El cardenal Rouco estaba enfadado con SM Juan Carlos I cuando un 1 de noviembre de 2003 le llamó por teléfono para decirle que su hijo SAR el Príncipe Felipe, heredero al Trono, iba a anunciar su compromiso con Letizia Ortiz Rocasolano y para preguntarle si podría oficiar la boda en la catedral madrileña de LA Almudena. El arzobispo de Madrid respondió que con mucho gusto. Su enfado vino luego, porque al monarca se le olvidó explicarle el pequeño detalle de que la novia de su Alteza era una divorciada. Una omisión que, por cierto, hizo meter la gamba a altos dignatarios eclesiásticos, lo que forzó luego a una serie de rectificaciones parciales, proceso que suele provocar el regocijo del noble pueblo español y de toda su mala uva.

Ahora tenemos otro caso. El diario El Mundo publica que la Iglesia considera que Juan Carlos I no debería firmar la ley del matrimonio gay (homomonio, gaymonio o manicomio, como ustedes prefieran), de la misma forma que Balduino de Bélgica optó por la abdicación temporal (algo es algo) antes que firmar la ley belga de despenalización y promoción del aborto. El mismo monarca que en privado hace bromas sobre los cacorros (en consonancia con el noble pueblo antes referido) se nos vuelve digno y desde Zarzuela se exige a la Conferencia Episcopal que desmienta la información.
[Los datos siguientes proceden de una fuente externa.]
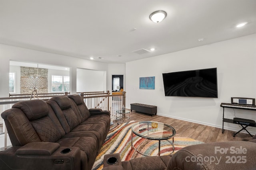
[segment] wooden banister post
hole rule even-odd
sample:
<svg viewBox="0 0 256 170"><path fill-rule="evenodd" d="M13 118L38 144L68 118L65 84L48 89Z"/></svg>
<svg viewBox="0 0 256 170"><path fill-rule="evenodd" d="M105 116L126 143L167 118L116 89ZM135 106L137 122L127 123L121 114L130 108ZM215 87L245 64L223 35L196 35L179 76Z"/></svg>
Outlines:
<svg viewBox="0 0 256 170"><path fill-rule="evenodd" d="M122 98L122 100L123 100L123 105L124 106L124 108L125 108L125 94L126 92L123 91L123 98Z"/></svg>
<svg viewBox="0 0 256 170"><path fill-rule="evenodd" d="M84 101L84 93L81 93L80 94L80 96L81 96L81 98L82 98L82 100Z"/></svg>

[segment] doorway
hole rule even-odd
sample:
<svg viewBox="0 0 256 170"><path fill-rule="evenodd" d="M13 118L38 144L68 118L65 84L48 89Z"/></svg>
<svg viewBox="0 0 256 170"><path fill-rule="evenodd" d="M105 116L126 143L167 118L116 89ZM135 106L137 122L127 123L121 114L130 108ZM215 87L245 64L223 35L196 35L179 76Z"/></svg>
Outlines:
<svg viewBox="0 0 256 170"><path fill-rule="evenodd" d="M124 89L124 75L112 75L112 91L118 91Z"/></svg>

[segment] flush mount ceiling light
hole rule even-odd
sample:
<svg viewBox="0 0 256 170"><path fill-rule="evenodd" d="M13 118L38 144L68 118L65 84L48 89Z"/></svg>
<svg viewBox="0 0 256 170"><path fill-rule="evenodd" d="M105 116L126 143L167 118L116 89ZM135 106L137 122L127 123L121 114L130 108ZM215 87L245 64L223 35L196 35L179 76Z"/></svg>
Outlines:
<svg viewBox="0 0 256 170"><path fill-rule="evenodd" d="M243 23L240 23L239 24L238 24L236 25L236 27L243 27L244 26L246 23L247 23L247 22L244 22Z"/></svg>
<svg viewBox="0 0 256 170"><path fill-rule="evenodd" d="M149 16L149 19L154 22L158 23L164 20L167 15L164 11L159 10L155 11Z"/></svg>

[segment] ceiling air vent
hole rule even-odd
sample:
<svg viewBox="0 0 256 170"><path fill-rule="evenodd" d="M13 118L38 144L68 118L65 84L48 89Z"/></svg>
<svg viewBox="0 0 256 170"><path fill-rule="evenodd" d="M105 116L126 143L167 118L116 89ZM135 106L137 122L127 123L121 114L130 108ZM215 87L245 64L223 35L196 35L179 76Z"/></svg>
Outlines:
<svg viewBox="0 0 256 170"><path fill-rule="evenodd" d="M135 51L133 51L132 52L138 54L145 54L145 53L150 53L150 51L146 50L146 49L140 49L139 50L135 50Z"/></svg>

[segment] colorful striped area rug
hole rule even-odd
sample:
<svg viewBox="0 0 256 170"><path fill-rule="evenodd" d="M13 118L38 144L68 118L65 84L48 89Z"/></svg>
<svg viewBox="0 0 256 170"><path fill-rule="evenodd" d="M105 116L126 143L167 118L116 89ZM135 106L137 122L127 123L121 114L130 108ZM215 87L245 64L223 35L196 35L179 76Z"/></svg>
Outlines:
<svg viewBox="0 0 256 170"><path fill-rule="evenodd" d="M103 158L104 155L106 154L119 153L122 161L144 156L134 149L132 149L131 146L131 127L136 122L132 121L111 126L105 143L97 156L92 170L100 170L103 168ZM134 134L132 141L133 145L140 152L147 155L157 155L158 141L144 139ZM200 143L203 143L203 142L188 137L175 136L174 151L173 154L184 147ZM166 141L161 141L160 149L161 155L168 154L172 152L172 148L170 147L170 143Z"/></svg>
Este es el problema: la identificación entre la Iglesia española y la Conferencia Episcopal Española. La Conferencia se ha convertido en una maquinaria burocrática encargada de hacer lo que hacen todas las maquinarias burocráticas: impedir que se haga nada. En un momento en el que se exige un testimonio, probablemente heroico, frente a las barbaridades que se están produciendo, no estamos para leguleyos ni para reparar en demasía en el Código de Derecho Canónico, que, como se sabe, es uno de los ladrillos más plúmbeos del universo.

Es decir, como buen ente burocrático, la Conferencia puede impedir lo que hoy están haciendo los obispos en medio mundo, así como la Curia vaticana: dar testimonio. No es posible que desde el Vaticano se esté pidiendo a los jueces y alcaldes católicos que sean coherentes con su fe y ni casen ni colaboren en homomonios, incluso si con ello pierden cargo, trabajo y sueldo, y que en la Conferencia Episcopal Española no se exija a un monarca católico que ejerza la objeción de conciencia en cumplimiento de la doctrina católica.

Y ya puestos, espero que la Conferencia no se convierta en rémora para que los obispos salgan a la calle, por ejemplo, en la manifestación convocada para el sábado 18 de junio. En cualquier caso, a ver si conseguimos acabar, de una vez por todas, con la Conferencia Episcopal Española. Además, es muy cara, y el Gobierno Zapatero está empeñado en asfixiar económicamente a la Iglesia.

Que nadie se engañe: la Iglesia debe optar por la libertad y por su esencia. Y su esencia consiste en que en la Iglesia mandan los obispos, sucesores de los apóstoles, y en comunión con el primado, el obispo de Roma, que es quien les nombra. Las conferencias sobran: son organismos clónicos de la realidad política, pero resulta que la Iglesia no es una institución política.